Vehicle technologies are advancing faster than ever and there is a growing need to better understand how and when the traditional infrastructure will be impacted. Some agencies are starting to question the value of maintaining signs, roadside hardware, and other key physical highway infrastructure (because they might not be needed in the future). While there may be a day in the distant future when vehicles can navigate without any physical guidance, until then, physical guidance has to serve both the human driver and the machine driver. This physical guidance is mostly provided by traffic control devices. Traffic control devices have a long history of research, development, and testing to ensure that human road users can navigate anywhere within the US without having to relearn traffic codes. The MUTCD has evolved over the last 80 years to define a system in which agencies uniformly apply traffic control devices. All of the research, testing, and application guidance provided through the MUTCD has focused exclusively on the human driver. There is a growing and urgent need to assess how traffic control device designs and applications can be modified to accommodate both the human driver and the machine driver.
For the past three years, the TRB Automated Vehicle Symposium has hosted breakout sessions focused on the highway infrastructure. These breakout sessions have been attended by a mix of representation from transportation agencies and the automotive industries. A recurring discussion at these meetings has been related to the need to reassess traffic control device design and application with machine driver concepts in mind. For the past two years, vehicle industry experts have reported examples from their real-world demonstrations of how the existing traffic control device designs and applications appear non-uniform from their perspective and could be improved. According to the available research, there are significant safety and mobility benefits to be gained from advanced vehicle technologies that are not likely to be achieved from other sources.
The overall objective of this research is to assess how elements of the physical highway infrastructure (with an emphasis on traffic control devices) can be designed, enhanced, and/or applied to meet the needs of both the human driver and the machine driver.

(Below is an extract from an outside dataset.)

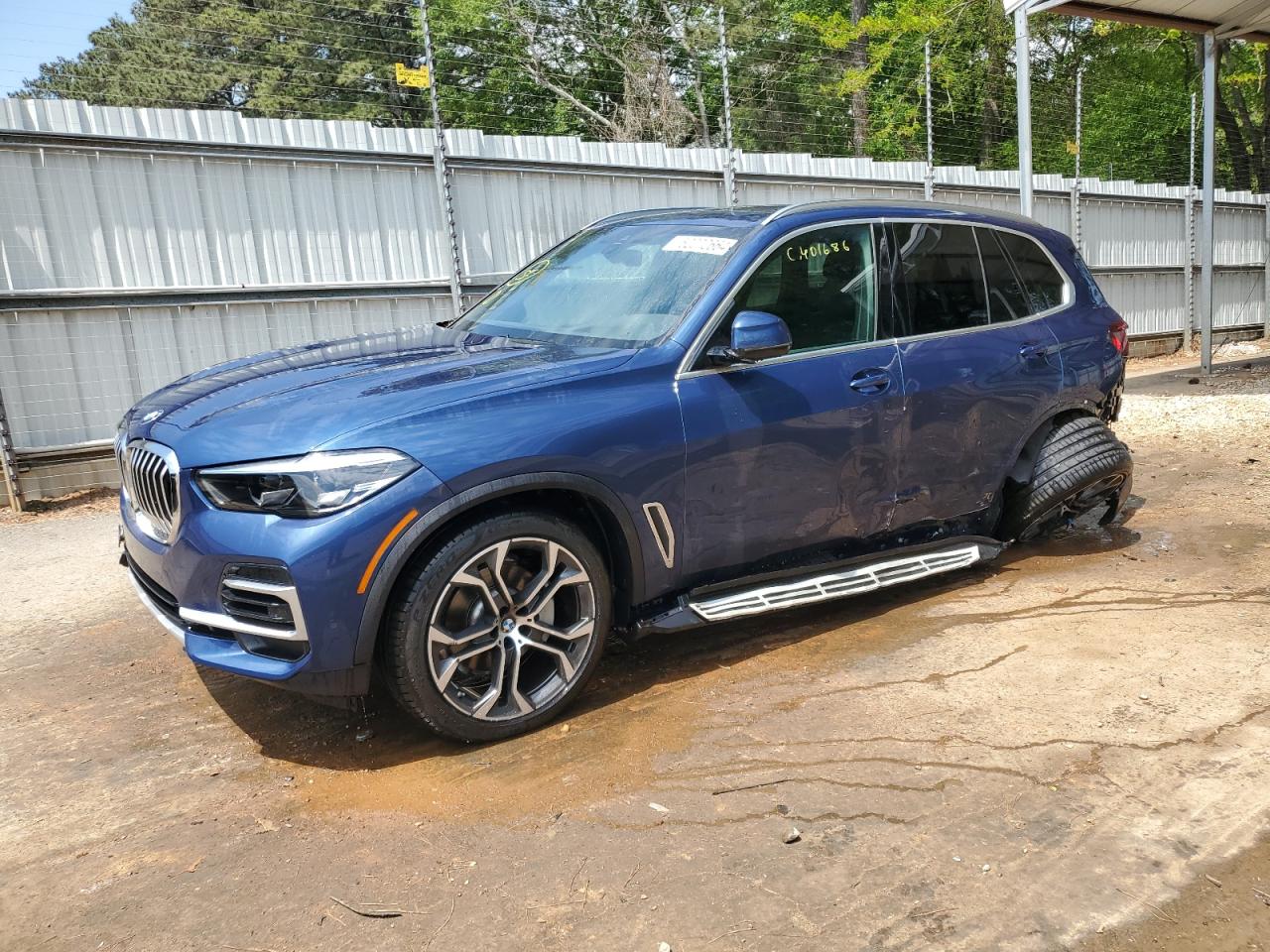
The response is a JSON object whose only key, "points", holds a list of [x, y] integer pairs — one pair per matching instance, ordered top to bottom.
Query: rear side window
{"points": [[1038, 272], [940, 281], [1007, 298]]}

The research team should work with AV system developers to understand their technologies and processes for handling traffic control devices, including traffic control devices within work zones. The research team should also engage vendors of traffic control device materials regarding potential enhancements and feasibility of new product development. Existing research and innovations in retroreflectivity and other characteristics in traffic control devices should be included. The deliverables should include a detailed assessment of the current challenges as seen from the AV system developers as well as the highway owners and operators, suggestions to overcome those challenges with specific examples, implementation suggestions, and a roadmap outlining additional research, analysis, and milestones.